I'm looking for a reasonably portable laptop to take to weddings and assorted shoots to download my work onto, though it would probably double up as a general-use machine too. I'm fairly PC-fluent, but my laptop experience is minimal. Obviously, as i'm shifting big RAW files in Photoshop i'll need a big HD and plenty of RAM. Most photographers tend to recommend Macs, but the pricing (£1500+, minus software) is prohibitive to me. I'd say i'd limit my budget to £1500, and as far below that as possible.
Question 1: i've been an AMD user since the end of the '90s, and my current desktop is an Ath64. Any words of wisdom re: Mobile Sempron, Mobile Ath64, Turion? I've seen well-priced A64 laptops- hell, better spec than my desktop- but I assume the low price is for a reason?

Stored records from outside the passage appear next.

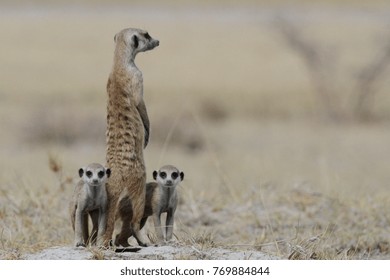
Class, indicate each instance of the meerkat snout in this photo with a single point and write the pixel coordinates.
(168, 176)
(94, 174)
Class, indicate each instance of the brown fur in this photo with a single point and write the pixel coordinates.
(125, 138)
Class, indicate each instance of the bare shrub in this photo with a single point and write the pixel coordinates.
(322, 62)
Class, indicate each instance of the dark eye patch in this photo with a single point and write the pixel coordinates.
(89, 174)
(174, 175)
(101, 174)
(163, 175)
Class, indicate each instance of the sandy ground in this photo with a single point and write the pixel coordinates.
(149, 253)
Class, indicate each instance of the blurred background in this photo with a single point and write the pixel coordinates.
(243, 96)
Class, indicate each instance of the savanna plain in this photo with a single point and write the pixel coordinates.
(279, 116)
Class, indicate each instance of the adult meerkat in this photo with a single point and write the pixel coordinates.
(126, 136)
(89, 197)
(161, 197)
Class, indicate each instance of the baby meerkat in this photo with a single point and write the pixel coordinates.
(161, 197)
(90, 197)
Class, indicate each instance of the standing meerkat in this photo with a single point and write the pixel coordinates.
(89, 197)
(161, 197)
(127, 134)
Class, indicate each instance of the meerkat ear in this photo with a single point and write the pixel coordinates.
(108, 172)
(155, 175)
(134, 40)
(81, 172)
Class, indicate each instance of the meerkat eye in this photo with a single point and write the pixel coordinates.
(174, 175)
(89, 174)
(101, 174)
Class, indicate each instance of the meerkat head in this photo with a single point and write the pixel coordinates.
(136, 40)
(168, 176)
(94, 174)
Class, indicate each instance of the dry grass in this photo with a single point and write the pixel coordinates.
(230, 104)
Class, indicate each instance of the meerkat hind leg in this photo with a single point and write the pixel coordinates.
(169, 225)
(94, 217)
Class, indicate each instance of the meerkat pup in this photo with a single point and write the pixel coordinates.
(127, 135)
(161, 197)
(90, 197)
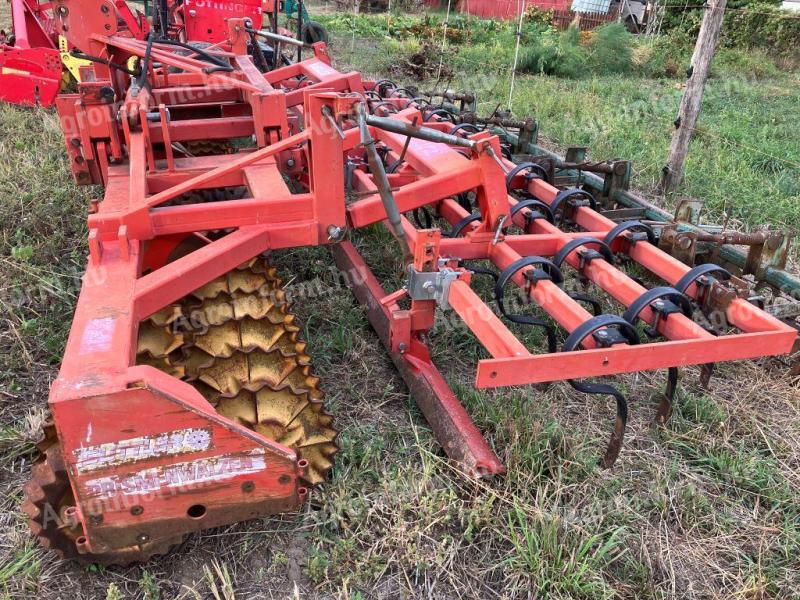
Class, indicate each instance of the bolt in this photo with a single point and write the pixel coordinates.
(335, 233)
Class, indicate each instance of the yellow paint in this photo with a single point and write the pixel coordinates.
(72, 63)
(10, 71)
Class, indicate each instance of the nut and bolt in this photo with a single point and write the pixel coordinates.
(336, 233)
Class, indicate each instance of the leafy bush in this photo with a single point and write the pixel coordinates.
(763, 26)
(611, 49)
(554, 53)
(608, 50)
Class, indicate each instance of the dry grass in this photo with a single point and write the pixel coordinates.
(706, 507)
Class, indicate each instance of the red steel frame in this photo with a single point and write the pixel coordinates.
(101, 397)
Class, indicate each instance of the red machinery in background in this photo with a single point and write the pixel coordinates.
(32, 61)
(186, 398)
(32, 69)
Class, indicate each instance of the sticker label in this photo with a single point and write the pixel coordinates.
(114, 454)
(178, 477)
(97, 336)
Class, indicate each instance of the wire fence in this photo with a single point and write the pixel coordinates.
(504, 80)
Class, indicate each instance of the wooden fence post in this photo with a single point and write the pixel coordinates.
(693, 95)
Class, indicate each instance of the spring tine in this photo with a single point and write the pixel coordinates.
(706, 371)
(597, 308)
(665, 406)
(620, 423)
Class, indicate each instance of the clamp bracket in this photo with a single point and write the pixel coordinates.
(431, 285)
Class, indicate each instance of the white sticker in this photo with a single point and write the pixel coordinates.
(186, 476)
(97, 336)
(113, 454)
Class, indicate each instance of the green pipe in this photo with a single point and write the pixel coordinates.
(787, 283)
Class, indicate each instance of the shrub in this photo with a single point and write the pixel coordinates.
(763, 26)
(554, 53)
(610, 50)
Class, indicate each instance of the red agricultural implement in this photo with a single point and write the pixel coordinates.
(186, 398)
(35, 66)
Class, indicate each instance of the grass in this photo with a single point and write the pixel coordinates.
(705, 507)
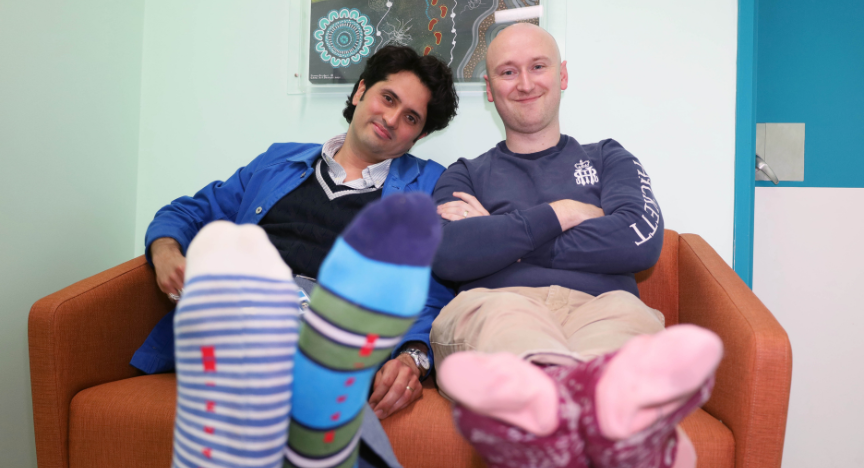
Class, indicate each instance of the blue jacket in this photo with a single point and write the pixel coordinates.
(247, 196)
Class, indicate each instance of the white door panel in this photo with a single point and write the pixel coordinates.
(808, 269)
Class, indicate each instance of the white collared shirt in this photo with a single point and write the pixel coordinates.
(372, 176)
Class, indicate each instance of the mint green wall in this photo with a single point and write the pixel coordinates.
(69, 115)
(661, 81)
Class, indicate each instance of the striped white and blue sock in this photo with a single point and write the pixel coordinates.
(236, 330)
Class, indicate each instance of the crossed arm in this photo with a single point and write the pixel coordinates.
(622, 235)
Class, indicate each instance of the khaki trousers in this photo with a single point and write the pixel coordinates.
(552, 325)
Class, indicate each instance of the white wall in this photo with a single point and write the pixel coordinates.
(657, 76)
(69, 89)
(807, 260)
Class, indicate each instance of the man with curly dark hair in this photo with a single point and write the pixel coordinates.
(303, 195)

Question 2: Would I perhaps be wiser looking into Intel cores?
Question 3: Do any particular brands have better spares availablity than others? My sister has had problems obtaining replacement batteries and AC adapters for her previous laptops, but she mostly sticks to the "special offer!!" laptops.
Question 4: erm, is there anything else I should consider?
Martin
FWIW and IMO, the single most important notebook feature for photography is an LCD screen that has the ability to discriminate color levels, especially grays and whites. Editing via LCD is not worth anything if one has to "guess" at the photo quality with the abysmal levels of gamma, contrast, and brightness adjustments available on the bulk of notebook LCD screens. Apple notebooks have the *screens* of choice, IMO in this regard.
Next on my list is a big, fast, 7200rpm HD - you will not find many notebooks with these drives. Next are USB2 *and* IEEE 1394 Firewire support for equipment connectivity. CPU choice among AMD Turion, Intel Pentium M, Core Duo, is largely immaterial, IMO. Faster is better for RAW image work. AMD notebooks are less expensive simply because AMD CPUs/mainboards are less expensive. Pentium M is the battery life choice; AMD X is last in the battery life race. A gigabyte of RAM would not hurt.
You might be better advised in general by posting to a photo-specific web forum where posters have actual hands on experience with the current crop of notebooks. Google "photography forum" for listings.